DC gave fans a brief first glimpse at its upcoming “Wonder Woman” animated feature, kicking off a discussion with fans at the San Diego Comic-Con in which fans and panelists talked about which characters they’d next like to see come to DVD.
DC’s senior VP of creative affairs Gregory Noveck kicked things off by stating what the large bags Warner Bros. had been giving out the show had made obvious: The “Wonder Woman” animated DVD would debut in February.
Paul Levitz, president and publisher of DC, said the animated DVD program began as a way to do DC stories in animation that weren’t restricted by the rules of Saturday morning cartoons. “This is about let’s make the best thing we possibly can,” he says.
Noveck says “Wonder Woman” is not an adaptation of a specific comic, like “Justice League: The New Frontier.” Instead, it features an original story by “Wonder Woman” comics writer Gail Simone and Michael Jelenic, with the screenplay by Jelenic. That approach was decided on because the character can be a tricky one to get right, Levitz says.
Voice director Andrea Romano says they like to use a lot of name actors for these projects and joked that fans can often tell what she’s watching on TV and in the movies by who she casts. She says, for example, she liked very much the film “Waitress,” which played a role in her casting Keri Russell as Wonder Woman. Russell was right for the part because she can convey both strength and the vulnerability the character needs as she adjusts to living in the world of men.
Other cast members include fellow panelist Nathan Fillion as Steve Trevor, Alfred Molina as Ares, Rosario Dawson as Artemis, Virginia Madsen as Hippolyta and Oliver Platt as Hades. Romano says Platt had to record his lines in New York and couldn’t be filmed in the booth because of the distance — which turned to be a good thing when his starched shirt made so much noise he ended up having to work shirtless.
The look of Wonder Woman was much discussed by DC/WB animation legend Bruce Timm and the film’s director, Lauren Montgomery. “I definitely wanted to give her a more athletic feel — she’s an Amazon,” says Montgomery. Her features also have a slight Greek influence, and the boots she wears in the film ended being inspired by the comic book covers of Adam Hughes.
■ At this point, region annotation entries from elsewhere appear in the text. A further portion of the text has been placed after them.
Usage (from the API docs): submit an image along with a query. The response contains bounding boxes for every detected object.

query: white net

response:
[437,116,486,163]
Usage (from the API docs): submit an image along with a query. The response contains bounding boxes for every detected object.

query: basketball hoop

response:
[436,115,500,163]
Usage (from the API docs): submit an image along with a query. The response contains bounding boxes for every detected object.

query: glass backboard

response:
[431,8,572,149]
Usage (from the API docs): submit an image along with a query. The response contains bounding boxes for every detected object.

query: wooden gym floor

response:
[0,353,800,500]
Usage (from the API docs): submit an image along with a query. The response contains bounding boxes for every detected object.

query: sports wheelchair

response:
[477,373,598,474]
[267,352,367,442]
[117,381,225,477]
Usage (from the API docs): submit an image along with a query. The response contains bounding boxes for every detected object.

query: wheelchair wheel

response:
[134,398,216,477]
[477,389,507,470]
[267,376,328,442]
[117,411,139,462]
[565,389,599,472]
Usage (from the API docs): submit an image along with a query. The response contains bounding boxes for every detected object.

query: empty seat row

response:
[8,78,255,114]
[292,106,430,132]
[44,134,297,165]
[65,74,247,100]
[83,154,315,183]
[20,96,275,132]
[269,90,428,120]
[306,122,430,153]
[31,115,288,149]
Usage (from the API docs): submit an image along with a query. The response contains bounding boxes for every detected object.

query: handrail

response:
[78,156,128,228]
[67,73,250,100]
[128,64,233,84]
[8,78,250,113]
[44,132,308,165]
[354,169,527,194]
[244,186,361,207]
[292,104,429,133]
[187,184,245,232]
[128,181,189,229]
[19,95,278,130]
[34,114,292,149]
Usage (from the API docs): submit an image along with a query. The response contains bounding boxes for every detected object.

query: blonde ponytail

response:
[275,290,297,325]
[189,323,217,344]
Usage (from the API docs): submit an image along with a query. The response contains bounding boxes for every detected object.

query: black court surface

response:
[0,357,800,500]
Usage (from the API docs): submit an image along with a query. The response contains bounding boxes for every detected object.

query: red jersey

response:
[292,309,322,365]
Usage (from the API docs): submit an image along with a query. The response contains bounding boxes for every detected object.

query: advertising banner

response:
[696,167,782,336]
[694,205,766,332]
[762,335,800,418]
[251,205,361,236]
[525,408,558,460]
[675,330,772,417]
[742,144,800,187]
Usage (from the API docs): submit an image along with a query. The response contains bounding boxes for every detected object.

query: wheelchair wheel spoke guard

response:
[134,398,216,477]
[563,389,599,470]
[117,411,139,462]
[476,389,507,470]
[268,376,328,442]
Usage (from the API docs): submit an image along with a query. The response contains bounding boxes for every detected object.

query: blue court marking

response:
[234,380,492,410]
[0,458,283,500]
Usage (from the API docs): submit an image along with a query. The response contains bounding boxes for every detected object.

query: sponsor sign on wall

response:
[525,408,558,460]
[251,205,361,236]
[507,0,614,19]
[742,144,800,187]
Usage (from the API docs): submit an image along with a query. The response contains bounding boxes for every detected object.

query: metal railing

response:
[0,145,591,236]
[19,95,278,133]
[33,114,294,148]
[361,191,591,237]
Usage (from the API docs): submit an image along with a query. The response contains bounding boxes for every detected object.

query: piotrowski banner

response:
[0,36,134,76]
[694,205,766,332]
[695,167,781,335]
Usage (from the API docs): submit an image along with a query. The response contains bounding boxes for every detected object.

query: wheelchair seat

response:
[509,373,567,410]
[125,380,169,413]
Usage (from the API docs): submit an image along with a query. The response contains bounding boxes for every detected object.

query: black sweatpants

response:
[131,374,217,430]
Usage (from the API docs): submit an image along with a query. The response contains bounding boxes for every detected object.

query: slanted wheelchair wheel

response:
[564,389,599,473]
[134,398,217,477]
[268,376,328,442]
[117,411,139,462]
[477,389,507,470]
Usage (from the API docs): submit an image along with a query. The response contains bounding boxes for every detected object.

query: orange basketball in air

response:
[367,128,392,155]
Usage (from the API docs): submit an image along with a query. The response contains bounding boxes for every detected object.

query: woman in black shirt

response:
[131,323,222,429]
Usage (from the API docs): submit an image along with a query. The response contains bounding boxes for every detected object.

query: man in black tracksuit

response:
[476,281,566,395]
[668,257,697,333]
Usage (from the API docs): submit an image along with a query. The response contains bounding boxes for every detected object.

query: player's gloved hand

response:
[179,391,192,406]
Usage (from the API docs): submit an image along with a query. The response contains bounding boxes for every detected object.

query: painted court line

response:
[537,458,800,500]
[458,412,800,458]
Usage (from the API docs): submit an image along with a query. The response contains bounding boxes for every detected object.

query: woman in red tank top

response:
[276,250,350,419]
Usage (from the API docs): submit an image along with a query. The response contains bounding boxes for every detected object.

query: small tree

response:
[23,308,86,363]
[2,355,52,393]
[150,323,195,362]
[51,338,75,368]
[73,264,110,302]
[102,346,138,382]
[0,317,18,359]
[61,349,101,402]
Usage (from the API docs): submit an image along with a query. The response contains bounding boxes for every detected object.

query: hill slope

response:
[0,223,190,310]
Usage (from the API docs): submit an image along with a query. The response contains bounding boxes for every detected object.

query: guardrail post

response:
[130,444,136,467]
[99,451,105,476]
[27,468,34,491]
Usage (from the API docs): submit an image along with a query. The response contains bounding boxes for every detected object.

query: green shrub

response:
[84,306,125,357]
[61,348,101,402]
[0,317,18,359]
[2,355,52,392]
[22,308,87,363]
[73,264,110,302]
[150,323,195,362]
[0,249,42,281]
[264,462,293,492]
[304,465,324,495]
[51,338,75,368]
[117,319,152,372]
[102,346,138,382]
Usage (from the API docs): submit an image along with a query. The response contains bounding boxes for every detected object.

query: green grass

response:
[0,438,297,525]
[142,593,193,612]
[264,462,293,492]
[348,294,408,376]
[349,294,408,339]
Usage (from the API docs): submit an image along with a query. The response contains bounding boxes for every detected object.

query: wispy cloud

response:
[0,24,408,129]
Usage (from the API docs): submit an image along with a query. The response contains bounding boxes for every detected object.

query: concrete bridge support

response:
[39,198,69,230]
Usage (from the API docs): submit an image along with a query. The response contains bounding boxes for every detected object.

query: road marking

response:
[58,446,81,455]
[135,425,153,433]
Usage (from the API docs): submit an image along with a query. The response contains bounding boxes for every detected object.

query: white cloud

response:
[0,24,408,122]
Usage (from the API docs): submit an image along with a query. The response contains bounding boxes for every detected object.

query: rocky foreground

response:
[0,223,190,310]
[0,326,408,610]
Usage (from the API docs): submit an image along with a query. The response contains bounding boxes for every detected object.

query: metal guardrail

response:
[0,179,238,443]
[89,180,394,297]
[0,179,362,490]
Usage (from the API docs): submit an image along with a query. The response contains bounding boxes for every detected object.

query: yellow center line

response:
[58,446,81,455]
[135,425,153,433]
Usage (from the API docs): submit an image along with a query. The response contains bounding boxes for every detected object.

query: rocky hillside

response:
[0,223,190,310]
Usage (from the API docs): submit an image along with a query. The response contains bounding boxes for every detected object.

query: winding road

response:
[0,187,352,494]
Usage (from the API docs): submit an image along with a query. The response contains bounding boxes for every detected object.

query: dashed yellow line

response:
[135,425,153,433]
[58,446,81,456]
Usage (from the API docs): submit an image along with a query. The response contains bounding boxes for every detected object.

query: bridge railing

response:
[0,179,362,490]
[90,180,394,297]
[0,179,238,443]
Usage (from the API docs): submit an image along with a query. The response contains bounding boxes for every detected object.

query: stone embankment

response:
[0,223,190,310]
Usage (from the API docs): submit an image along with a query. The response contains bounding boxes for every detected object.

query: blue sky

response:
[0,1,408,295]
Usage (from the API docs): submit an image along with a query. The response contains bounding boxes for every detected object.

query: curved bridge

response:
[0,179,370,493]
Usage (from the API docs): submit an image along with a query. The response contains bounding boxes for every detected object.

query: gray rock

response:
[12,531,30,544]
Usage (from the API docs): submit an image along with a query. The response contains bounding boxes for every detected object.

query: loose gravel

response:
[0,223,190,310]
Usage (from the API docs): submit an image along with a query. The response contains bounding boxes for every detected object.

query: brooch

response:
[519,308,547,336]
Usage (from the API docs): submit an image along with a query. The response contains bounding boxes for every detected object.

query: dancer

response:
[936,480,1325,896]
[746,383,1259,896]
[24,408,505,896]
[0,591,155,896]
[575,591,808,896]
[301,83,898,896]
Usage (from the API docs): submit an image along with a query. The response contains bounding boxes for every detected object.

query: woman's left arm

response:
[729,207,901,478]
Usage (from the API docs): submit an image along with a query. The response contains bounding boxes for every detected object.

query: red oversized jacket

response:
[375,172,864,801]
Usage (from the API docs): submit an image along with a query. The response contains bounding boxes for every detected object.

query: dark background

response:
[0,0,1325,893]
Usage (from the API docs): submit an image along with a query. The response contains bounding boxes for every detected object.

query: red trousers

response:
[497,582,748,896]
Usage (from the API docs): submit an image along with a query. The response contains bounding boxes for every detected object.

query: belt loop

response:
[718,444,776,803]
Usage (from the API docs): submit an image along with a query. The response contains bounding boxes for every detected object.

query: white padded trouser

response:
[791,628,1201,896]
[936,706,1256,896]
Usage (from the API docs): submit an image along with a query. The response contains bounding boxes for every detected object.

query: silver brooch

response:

Noveck then showed a short trailer for the film, featuring Wonder Woman engaged in extensive battles with mythological creatures and even featuring a decapitation in silhouette. Fillion reacted to the footage by saying “Man, I look back and cartoons really sucked when I was a kid!”
In opening it up to questions, fan began to ask about the chance of adapting specific comic book storylines to animation, with “Batman: Knightfall,” “Batman: The Long Halloween,” “Catwoman,” “Batman: A Death in the Family,” “Jack Kirby’s Fourth World” and “Alex Ross’s Kingdom Come” all suggested. While most were possibilities, the last one may take some time until they can figure out an affordable CG look that would be like the comic book.
A long-discussed adaptation of “Teen Titans: The Judas Contract” is on hold, Noveck says, because fan support hasn’t been broad enough to vault it past other titles.
Levitz says the key to the success of these DVDs is whether they can sell a couple hundred thousand copies in the first couple of weeks — they have to do the kind of business to make it worth it for outlets like Wal-Mart and Target to carry them. Still, it’s a building process and if these discs continually sell well, it makes it easier to experiment with lesser-known characters and storylines.
He then asked fans to vote by cheering whether they wanted to see more adaptations of specific comic book stories or a mix of DVDs that was more equal between adaptations and original stories inspired by the comics. The latter won out.
Wonder Woman will be released in February in single- and double-disc DVD editions and Blu-Ray, with a premiere planned at a comics convention as soon as those shows’ dates are set. Also, a special edition is planned for “Superman: Doomsday” that will feature more than two hours of extras, plus a handful of “Superman: The Animated Series” episodes hand-picked by Timm.
Timm wrapped up the panel, saying that while the next DVD project after “Wonder Woman” had not been decided, he was thinking about adapting a specific comic book drawn by an artist whose style he looks forward to animating.